10T SRAM Using Half-VDD Precharge and Row-Wise Dynamically Powered Read Port for Low Switching Power and Ultralow RBL Leakage

10T SRAM Using Half-VDD Precharge and Row-Wise Dynamically Powered Read Port for Low Switching Power and Ultralow RBL Leakage

ABSTRACT:

We present, in this paper, a new 10T static random access memory cell having single ended decoupled read-bitline (RBL) with a 4T read port for low power operation and leakage reduction. The RBL is precharged at half the cell’s supply voltage, and is allowed to charge and discharge according to the stored data bit. An inverter, driven by the complementary data node (QB), connects the RBL to the virtual power rails through a transmission gate during the read operation. RBL increases toward the VDD level for a read-1, and discharges toward the ground level for a read-0. Virtual power rails have the same value of the RBL precharging level during the write and the hold mode, and are connected to true supply levels only during the read operation. Dynamic control of virtual rails substantially reduces the RBL leakage. The proposed 10T cell in a commercial 65 nm technology is 2.47×the size of 6T with β=2, provides 2.3×read static noise margin, and reduces the read power dissipation by 50% than that of 6T. The value of RBL leakage is reduced by more than 3 orders of magnitude and (ION/IOFF) is greatly improved compared with the 6T BL leakage. The overall leakage characteristics of 6T and 10T are similar, and competitive performance is achieved. The proposed architecture of this paper analysis the logic size, area and power consumption using Tanner tool.

 

EXISTING SYSTEM:

SRAM cell must robustly operate under hold, read, and write mode. An SRAM cell uses the positive feedback of cross-coupled inverters (INVs) to store a single bit of information in a complementary fashion. Access transistors provide the mechanism for the read and write operation. Before every access, column BL pair (BL and BLB) is precharged to the supply voltage. For the write operation, one of the precharged BLs is discharged through the write driver.

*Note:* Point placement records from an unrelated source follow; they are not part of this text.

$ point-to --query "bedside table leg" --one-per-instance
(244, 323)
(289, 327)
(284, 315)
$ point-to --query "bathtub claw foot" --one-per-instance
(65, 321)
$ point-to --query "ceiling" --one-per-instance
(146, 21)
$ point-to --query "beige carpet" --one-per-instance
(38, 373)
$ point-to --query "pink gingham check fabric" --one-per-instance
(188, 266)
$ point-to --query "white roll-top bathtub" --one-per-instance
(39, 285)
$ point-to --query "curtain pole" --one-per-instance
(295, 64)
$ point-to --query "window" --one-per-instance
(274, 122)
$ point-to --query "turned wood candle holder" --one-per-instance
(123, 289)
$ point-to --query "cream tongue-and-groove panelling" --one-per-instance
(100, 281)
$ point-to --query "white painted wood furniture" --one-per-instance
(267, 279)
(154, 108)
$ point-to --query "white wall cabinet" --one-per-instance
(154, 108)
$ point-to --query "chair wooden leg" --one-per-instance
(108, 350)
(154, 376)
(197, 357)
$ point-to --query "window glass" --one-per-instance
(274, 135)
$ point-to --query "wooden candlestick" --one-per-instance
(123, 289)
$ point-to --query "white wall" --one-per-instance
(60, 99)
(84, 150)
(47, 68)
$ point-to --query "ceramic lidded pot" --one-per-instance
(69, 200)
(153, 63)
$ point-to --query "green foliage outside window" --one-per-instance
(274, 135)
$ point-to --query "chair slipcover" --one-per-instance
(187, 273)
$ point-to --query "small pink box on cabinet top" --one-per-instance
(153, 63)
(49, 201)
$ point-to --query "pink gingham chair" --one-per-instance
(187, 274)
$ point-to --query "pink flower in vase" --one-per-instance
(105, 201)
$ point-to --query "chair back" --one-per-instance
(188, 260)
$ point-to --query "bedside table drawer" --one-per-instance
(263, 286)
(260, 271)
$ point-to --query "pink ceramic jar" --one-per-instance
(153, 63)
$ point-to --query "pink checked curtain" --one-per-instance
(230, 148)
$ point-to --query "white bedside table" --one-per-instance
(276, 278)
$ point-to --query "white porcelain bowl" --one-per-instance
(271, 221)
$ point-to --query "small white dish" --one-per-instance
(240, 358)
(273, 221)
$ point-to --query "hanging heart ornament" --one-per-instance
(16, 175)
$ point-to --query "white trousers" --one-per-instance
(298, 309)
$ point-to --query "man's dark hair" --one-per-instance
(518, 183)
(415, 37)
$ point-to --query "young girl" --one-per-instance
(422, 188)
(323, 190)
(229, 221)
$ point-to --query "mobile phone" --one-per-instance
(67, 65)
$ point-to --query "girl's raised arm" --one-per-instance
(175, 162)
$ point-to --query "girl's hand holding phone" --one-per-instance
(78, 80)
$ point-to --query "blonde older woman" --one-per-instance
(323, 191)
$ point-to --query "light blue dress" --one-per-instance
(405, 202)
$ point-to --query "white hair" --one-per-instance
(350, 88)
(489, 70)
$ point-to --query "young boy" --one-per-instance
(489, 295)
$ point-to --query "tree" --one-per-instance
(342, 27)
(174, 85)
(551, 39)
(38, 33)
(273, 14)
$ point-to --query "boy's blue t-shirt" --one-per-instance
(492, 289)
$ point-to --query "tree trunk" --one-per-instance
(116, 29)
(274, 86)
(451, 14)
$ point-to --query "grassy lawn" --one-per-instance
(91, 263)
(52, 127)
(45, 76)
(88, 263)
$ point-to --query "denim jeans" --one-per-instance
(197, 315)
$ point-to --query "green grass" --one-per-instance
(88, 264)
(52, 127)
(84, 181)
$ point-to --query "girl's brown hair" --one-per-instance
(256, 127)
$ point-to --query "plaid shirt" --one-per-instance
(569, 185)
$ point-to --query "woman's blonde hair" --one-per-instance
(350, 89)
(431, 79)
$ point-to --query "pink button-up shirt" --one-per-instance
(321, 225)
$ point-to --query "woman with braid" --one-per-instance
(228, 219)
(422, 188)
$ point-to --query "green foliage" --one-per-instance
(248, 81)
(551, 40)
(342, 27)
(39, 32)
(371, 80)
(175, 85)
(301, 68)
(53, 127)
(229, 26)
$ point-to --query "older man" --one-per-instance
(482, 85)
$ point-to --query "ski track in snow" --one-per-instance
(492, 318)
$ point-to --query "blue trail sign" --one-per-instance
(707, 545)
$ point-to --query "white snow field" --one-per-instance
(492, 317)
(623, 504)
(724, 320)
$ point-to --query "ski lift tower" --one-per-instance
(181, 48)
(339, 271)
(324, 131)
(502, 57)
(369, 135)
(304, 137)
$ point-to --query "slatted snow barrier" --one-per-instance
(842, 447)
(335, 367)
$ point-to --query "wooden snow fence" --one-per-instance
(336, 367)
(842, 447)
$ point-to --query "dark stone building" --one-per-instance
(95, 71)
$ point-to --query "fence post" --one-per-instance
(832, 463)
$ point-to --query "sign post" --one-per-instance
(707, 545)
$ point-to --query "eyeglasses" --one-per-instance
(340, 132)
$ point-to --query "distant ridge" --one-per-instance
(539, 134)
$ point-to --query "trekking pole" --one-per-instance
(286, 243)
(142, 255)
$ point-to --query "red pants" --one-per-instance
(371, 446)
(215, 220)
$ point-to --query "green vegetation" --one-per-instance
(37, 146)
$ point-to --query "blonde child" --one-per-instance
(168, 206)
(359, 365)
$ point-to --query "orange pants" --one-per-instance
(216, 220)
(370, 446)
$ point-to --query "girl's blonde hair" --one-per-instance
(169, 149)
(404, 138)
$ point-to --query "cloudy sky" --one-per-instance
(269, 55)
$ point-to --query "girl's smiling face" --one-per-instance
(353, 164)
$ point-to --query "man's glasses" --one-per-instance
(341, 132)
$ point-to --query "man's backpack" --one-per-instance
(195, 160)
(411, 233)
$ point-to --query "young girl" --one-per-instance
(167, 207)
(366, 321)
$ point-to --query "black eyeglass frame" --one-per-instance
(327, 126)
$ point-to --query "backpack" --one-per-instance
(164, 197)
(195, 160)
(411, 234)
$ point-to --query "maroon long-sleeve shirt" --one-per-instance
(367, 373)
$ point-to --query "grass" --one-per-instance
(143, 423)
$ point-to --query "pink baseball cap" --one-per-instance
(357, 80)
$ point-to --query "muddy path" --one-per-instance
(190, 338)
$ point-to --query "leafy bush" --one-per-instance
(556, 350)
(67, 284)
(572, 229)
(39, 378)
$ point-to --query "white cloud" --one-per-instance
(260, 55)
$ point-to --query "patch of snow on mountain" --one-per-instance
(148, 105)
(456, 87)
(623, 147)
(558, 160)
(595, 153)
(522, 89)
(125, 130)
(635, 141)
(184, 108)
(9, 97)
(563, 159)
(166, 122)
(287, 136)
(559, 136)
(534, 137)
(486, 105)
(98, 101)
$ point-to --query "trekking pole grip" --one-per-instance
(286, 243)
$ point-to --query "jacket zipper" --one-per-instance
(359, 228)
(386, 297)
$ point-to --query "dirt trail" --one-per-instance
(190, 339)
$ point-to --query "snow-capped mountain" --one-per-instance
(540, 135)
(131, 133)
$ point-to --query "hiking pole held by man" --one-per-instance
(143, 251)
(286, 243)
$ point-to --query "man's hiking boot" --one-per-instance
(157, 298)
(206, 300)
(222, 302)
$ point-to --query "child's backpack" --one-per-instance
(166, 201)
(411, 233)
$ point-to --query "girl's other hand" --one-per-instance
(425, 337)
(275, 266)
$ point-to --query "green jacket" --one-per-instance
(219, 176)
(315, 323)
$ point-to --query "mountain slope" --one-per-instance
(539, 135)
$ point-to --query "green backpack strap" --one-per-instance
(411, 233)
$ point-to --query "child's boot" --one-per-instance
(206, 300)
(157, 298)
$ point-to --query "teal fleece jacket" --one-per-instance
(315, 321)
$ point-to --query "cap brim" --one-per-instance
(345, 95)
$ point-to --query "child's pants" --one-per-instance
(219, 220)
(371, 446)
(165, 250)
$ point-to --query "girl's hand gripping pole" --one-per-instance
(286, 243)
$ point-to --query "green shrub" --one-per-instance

Figure 1: Conventional 6T SRAM read. (a) Column of M bit-cells during read. (b) Top: hold and read SNM butterfly curve (with worst case noise polarity during hold). Bottom: transient behavior showing read disturbance

Fig. 1(a) shows a single column ofM6T SRAM cells, where one cell is accessed in read mode with data=0(Qa=0), while other M−1 cells are in the hold mode. Leakage components are labeled, and for the worst case leakage, all M−1 cells store data=1(Qu=1).I read flows from BL to the VSS through AL and NL of the accessed cell, and the BL voltage is decreased. The unaccessed cell on the BL exhibits BL leakage.IuLeak0 is the main component of BL leakage whileIuLeak1 is negligible, as VDS of AR of the unaccessed cell is large, while VDSof its AL is very small (varies from 0 to VBL). These leakage components decrease the differential BL voltage development. As there are a large number of cells in a single column, the worst case BL leakage can decrease BLB voltage enough to make an erroneous read. Thus, I read must be greater than (M−1)×IuLeak0,whereMis the number of cells in a single column.

Figure 2: SRAM read ports (a) 6T. (b) 8T.(c) 9T.(d) 9T.(e) 10T.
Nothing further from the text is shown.